Well, you and 98 other people - BMW will build 99 M850is with Koon’s colour scheme, which combines 11 different colours and if you were in doubt about the pop-art inspirations for the look, the word "Pop" is written in large yellow letters on the side. BMW reckons that it “symbolises power and speed”.

It’s not just the outside of the car – Koons has picked special red-and-blue leather for the interior, and his signature appears in BMW’s own corporate blue on the cupholder (for God’s sake, don’t spill anything on that).

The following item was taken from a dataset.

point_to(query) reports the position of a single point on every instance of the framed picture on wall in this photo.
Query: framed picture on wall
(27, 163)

BMW says that it will use a hand-picked team of paint specialists, who normally work on the company’s high-end 7 Series and Rolls-Royce models, to paint the Koons 8 Series cars in its Dingolfing plant, just outside Munich. Once it reaches the paint shop, each limited-edition model goes through an entirely custom process in which Koons’s design is applied layer by layer to a vehicle with a Glacier Silver basecoat. This is done in separate spray booths with workstations designed for skilled manual work. Here, a team of around 20 employees applies the lettering, graphic elements and coloured lines or surfaces by hand, layer by layer, with the help of stencils or foils.

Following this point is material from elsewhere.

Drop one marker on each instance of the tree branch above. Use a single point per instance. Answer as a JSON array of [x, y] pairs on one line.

Koons said: “My edition of the BMW 8 Series is my dream car! It is very special to me and I’ve wanted to create a special edition BMW for a long time. It is sporty and flashy as well as minimalist and conceptual. I can’t wait to drive it and ride in it, and I hope that people will enjoy the Gran Coupé just as much as I do. On the car, the lines are getting bigger on their journey from the hood towards the trunk, creating a sense of forward movement just as the ‘POP!’ and the vapour thrust design elements do. The blue colour resembles the vastness of space and I like the idea of the car being a global car. What matters is how we relate to each other and our awareness of everything we are surrounded by. For the driver and all passengers, there is a heightened state of pleasure. This is what my car has to offer.”

Sold at auction

So, which will be worth more in the future? SHL0MS’s exploded Lamborghini bits? Or a one-of-99 Koons BMW? Well, we know the value of the BMW – the only edition of the car to be signed by Koons himself has just sold at auction for €433,000. All proceeds of the auction go to the International Centre for Missing & Exploited Children (ICMEC), which Jeff Koons has personally been involved with for over two decades.

He said: “From the choice of colours to its overall look and use of material my car has a superhero feel to it. Giving to ICMEC and literally saving the lives of children is a superhero endeavour, now more than ever. I am thrilled that the auction of the car was such a great success! It should encourage anyone to get involved and appreciate the great work foundations are doing globally to make the world a better place.” .

Bob Cunningham, ICMEC’s chief executive, said: “We at ICMEC are so grateful for the generosity of the winning bidder, BMW, and especially Jeff Koons, whose partnership and support is instrumental in our efforts to help make the world safer for children.”